I spent my formative years in the field of architecture at CEPT University in Ahmedabad, India established by the Pritzer Prize winning architect, B.V.Doshi. My graduating thesis was based on the transformations of historic urban environments situated in the city of Calcutta (renamed Kolkata, 2001) in the former European quarter of the first colonial capital of the British Empire. The research identified public buildings that enveloped courtyards and urban water bodies analyzing their role as contemporary urban public and collective spaces. The study included the on-site documentation of 10 historic landmarks and 9 urban water bodies, a practice that we were familiar with having documented several Indian villages over the course of five years, mentored by professors who insisted on rigour and accuracy in recording, and evocative drawing techniques for their representation.
My postgraduate education at the Royal College of Art introduced radical ways of analyzing housing typologies and mapping, and understanding systems that own land and govern cities through public and private partnerships and legal instruments including the Co-operative Housing model, Community Land Trusts, Compulsory Purchase Orders and Eminent Domain. The issues of housing availability and affordability at the regional and metropolitan scales, and the disenfranchisement of urban inhabitants as a result of aggressive development and gentrification were two key subjects that influenced and guided my research along with the design and configuration of masterplans culminating in the articulation of the public interface and its role in integrating public and private entities and enclosures.

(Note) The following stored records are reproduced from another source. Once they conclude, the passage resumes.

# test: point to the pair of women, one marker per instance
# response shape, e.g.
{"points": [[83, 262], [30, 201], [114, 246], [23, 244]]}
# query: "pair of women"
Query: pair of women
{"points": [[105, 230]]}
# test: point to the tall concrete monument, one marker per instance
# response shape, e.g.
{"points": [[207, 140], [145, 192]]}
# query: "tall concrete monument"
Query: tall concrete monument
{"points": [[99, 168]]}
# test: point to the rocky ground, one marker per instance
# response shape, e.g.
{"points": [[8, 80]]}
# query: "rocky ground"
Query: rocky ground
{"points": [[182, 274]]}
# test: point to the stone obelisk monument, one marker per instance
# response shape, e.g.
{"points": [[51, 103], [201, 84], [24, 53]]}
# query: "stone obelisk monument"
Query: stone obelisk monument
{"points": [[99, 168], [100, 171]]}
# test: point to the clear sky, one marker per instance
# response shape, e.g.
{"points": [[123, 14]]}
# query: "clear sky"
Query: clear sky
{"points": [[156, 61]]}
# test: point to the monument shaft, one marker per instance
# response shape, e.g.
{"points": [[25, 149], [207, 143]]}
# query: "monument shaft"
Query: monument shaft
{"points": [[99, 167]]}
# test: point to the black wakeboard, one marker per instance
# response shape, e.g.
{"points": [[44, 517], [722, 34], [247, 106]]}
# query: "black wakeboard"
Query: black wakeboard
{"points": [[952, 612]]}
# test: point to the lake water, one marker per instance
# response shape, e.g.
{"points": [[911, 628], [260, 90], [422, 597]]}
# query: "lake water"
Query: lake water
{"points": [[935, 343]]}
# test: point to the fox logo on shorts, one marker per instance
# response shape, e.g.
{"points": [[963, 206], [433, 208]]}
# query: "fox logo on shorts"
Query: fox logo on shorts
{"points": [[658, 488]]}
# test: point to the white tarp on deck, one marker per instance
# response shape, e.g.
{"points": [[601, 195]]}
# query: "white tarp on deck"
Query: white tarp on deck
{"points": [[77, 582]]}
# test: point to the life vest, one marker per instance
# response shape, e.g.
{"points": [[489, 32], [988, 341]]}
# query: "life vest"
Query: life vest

With the intention of taking forward this cumulative knowledge from the fields of architecture and urbanism, my current research interests focus on the need to create comprehensive frameworks that discern the functioning of governmental and non-governmental bodies engaged in the protection and care of historic environments. New insights into the current balance and dynamics between national and local conservation policy in England, highlighting examples of best practice through case studies, will give an overview of the current economic and political context facing the heritage sector. By isolating successful strategies and shortcomings, this research will inform and guide future conservation policy and establish the significance of a centralized approach in the management of heritage assets and historic environments.